100 dating strippers
Over the course of my stripping career, I used the internet — from Usenet, early on, to Twitter — to find and exchange information about my job and my industry.When stripper forums made it easy to talk to other strippers in other cities, we shared stories about how management would tell us, accurately, depending on the jurisdiction, that things like giving a phone number to customers or giving a lap dance could get us hit with a prostitution charge if undercover cops were in the club.Decades later, June 2 is still recognized as International Whores’ Day by sex workers’ rights groups.
In addition to legal pressures, dancers were fighting the kinds of problems faced by independent contractors long before “gig economy” became a common phrase.
The platforms don’t want to wait to find out how broadly law enforcement will interpret the law, so they shut down rather than risk a prosecution.

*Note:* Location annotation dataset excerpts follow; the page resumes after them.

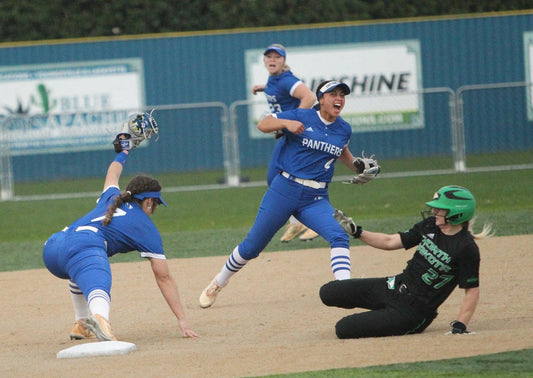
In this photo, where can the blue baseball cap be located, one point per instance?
(277, 48)
(144, 195)
(331, 85)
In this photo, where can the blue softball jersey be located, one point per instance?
(311, 155)
(130, 229)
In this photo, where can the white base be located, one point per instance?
(101, 348)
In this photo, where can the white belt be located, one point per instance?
(310, 183)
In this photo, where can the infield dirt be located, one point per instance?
(268, 320)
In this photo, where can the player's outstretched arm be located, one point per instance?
(169, 289)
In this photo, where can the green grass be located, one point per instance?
(507, 364)
(212, 222)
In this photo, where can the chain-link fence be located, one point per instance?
(477, 127)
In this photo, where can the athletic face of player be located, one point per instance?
(440, 221)
(331, 104)
(274, 63)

The threat to online community has brought dancers into sex worker activism in huge numbers.
Forty-three years ago, 100 prostitutes occupied a church in Lyon, France, for an eight-day strike.
With the help of the Catholic Church, they, along with women in five other French cities, took refuge in protected sacred spaces and spoke out against police abuses of sex workers.
Today, that’s the most common working relationship between dancers and clubs: Dancers pay for the right to perform and earn tips, with the cost varying from club to club.